My 2 year old has had a fever for the last week. Actually, she has had a fever for 8 days straight. Besides the fact that I am worried about her, because I'm pretty sure having a high fever for 8 days isn't normal, or good, I have to deal with the effects of that high fever, sans husband, AKA teammate. The whining. Oh Lord of heaven, earth, solar systems, and volcanos, why, WHY?! Mommy, Mommy, Mommy, Mommy... I mean, I could type that words hundreds more times and it wouldn't come close to how many times I've heard that words in the past 8 days. The poor child feels awful, I get it. It breaks my heart. Her illness makes me want to take it all away and just make my baby feel better. But why must I endure hearing my name that many times? Patience... Breath. Exhale. Breath again. Hold it again... longer. Think happy thoughts. Remind yourself that we are in the middle of a move. Que 5 year old.

Oh, that strong willed child. I mean, seriously STRONG. WILLED. Whew, how do I even parent this thing? How will I make it to the teenage years if I can't handle sweet little kindergarten aged child? No, I won't eat my broccoli, more whining. Please don't make me go to bed. more whining. Playing too rough, yelling loudly, more whining. It's enough to make me want to scream. Yes, I did lay in the floor the other day and earnestly contemplate joining in on the crying. 5 year old did not want to go to bed and 2 year old was upset because I had dared to leave her for the minute and a half it took me to go use the facilities and wash my hands. They both laid on the floor and cried and I laid right down on the floor and joined them. What else was I to do? Tell the 5 year old to suck it up when she had just been asking to go home. I mean we don't even have a home right now. Tell my 2 year old, with 104 temperature to suck it up? Nope. So I laid in the floor too and contemplated running away. Patience... breathing, exhaling, reminding myself that we are homeless and this is probably harder on them than me... Right?

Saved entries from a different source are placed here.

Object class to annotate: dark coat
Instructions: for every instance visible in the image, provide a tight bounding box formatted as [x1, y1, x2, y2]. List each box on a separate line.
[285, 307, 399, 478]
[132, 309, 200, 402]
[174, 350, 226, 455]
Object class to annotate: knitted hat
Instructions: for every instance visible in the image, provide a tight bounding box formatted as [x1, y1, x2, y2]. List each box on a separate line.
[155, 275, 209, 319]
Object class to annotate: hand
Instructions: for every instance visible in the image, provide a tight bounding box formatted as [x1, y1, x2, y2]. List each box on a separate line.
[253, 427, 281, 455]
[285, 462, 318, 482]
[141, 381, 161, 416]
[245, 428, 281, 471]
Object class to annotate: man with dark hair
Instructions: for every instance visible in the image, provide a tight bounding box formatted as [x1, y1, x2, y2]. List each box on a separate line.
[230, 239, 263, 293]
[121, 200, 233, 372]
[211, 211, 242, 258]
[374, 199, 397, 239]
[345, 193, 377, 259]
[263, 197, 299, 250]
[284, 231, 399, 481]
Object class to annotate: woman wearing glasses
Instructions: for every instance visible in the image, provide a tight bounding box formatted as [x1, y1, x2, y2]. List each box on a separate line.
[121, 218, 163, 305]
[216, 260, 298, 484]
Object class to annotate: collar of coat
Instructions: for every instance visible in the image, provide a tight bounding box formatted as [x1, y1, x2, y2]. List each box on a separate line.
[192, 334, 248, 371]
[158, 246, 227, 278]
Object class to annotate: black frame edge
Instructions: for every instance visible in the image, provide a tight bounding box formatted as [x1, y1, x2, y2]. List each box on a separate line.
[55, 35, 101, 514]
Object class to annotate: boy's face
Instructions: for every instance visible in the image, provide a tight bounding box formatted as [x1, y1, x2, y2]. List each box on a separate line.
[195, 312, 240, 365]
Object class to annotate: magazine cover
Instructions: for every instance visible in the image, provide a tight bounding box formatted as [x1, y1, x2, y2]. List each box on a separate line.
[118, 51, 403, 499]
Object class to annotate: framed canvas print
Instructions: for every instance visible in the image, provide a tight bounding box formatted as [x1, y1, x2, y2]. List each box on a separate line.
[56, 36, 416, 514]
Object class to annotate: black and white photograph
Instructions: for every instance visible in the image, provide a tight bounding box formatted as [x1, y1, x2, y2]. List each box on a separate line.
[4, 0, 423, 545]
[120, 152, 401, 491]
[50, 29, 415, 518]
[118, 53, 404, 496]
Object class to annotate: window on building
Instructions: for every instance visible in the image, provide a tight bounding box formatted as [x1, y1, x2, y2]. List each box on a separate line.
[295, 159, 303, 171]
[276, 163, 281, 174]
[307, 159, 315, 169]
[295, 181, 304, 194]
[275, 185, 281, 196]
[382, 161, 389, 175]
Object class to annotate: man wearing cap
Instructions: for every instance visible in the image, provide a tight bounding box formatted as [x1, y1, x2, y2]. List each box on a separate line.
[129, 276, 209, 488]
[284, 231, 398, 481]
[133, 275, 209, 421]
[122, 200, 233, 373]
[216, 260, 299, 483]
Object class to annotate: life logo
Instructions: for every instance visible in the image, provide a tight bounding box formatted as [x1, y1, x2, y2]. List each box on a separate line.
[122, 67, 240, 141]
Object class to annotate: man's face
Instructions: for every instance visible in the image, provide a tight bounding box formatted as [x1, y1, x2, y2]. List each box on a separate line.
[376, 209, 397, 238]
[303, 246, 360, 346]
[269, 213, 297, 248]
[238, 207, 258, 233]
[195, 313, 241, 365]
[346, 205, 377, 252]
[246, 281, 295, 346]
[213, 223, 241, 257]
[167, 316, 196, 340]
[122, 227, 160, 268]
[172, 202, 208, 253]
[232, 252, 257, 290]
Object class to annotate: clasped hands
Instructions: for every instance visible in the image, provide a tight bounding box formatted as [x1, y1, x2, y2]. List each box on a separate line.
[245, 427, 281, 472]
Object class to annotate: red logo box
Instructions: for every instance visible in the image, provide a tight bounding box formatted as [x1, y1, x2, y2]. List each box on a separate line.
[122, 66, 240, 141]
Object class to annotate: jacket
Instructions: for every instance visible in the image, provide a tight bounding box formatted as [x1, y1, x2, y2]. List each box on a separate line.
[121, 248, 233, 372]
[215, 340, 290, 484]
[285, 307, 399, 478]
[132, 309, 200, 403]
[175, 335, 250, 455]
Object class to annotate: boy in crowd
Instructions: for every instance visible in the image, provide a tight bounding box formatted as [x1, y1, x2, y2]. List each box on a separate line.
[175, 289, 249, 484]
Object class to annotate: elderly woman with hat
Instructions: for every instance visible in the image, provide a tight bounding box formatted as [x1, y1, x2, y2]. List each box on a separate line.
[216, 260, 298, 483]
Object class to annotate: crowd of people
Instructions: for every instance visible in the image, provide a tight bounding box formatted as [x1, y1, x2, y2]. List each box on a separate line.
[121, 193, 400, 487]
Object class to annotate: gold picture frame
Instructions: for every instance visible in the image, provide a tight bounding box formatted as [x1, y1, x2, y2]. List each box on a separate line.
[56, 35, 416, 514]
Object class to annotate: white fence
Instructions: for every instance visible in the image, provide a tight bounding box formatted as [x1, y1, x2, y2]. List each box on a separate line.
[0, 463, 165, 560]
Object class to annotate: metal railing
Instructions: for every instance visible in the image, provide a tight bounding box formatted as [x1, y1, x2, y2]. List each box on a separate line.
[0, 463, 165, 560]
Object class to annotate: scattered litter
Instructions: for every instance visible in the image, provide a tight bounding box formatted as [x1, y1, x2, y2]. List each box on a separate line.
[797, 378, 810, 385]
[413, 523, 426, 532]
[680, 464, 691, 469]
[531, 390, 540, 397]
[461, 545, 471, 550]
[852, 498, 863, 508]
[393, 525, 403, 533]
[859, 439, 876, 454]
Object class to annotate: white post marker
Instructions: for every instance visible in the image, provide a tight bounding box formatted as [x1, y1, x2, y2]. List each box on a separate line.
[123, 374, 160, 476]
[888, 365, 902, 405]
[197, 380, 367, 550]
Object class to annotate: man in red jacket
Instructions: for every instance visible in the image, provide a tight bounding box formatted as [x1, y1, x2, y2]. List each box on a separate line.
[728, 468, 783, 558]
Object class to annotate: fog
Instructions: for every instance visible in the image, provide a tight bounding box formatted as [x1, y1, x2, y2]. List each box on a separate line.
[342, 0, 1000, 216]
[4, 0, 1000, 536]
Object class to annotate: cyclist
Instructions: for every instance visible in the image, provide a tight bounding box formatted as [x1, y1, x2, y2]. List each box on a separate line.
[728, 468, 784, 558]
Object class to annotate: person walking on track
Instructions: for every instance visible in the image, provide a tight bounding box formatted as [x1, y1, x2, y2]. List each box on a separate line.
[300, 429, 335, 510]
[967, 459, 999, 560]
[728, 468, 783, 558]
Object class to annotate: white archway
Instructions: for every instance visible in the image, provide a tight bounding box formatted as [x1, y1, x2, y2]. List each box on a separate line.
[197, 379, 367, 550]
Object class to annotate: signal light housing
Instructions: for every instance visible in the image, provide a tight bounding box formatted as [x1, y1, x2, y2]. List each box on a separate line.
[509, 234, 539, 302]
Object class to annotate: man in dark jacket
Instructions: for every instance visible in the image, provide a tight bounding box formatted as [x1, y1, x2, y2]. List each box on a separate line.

The days are long and the years are short. Dang right! These days are SO long. So long. I look at my 5 year old sometimes and wonder how she even got to be this sassy, strong willed child. Yea, the years are short. Too damned short if you asked me. Patience... breathing in and breathing out. Enjoy these days. That's what they say to do. I enjoy them all right, but some days I just don't. Some days they are just too dang long. Those are the days I get saturated with oxygen. My lungs probably thank me for the days when I am tested with patience. I am doing so much heavy breathing, how could they not? Always look for the silver lining, right? I think that makes me a positive person.

No profound ending to this. I am enjoying the peace and quiet right now. They both sleep peacefully and I get to enjoy the sounds of my father using his patience to install a dishwasher. We all have those days. We all have those weeks. This week has been mine. I am sure I will have many more days coming up as we try and navigate this move. I should have lungs of steel when it's all said and done.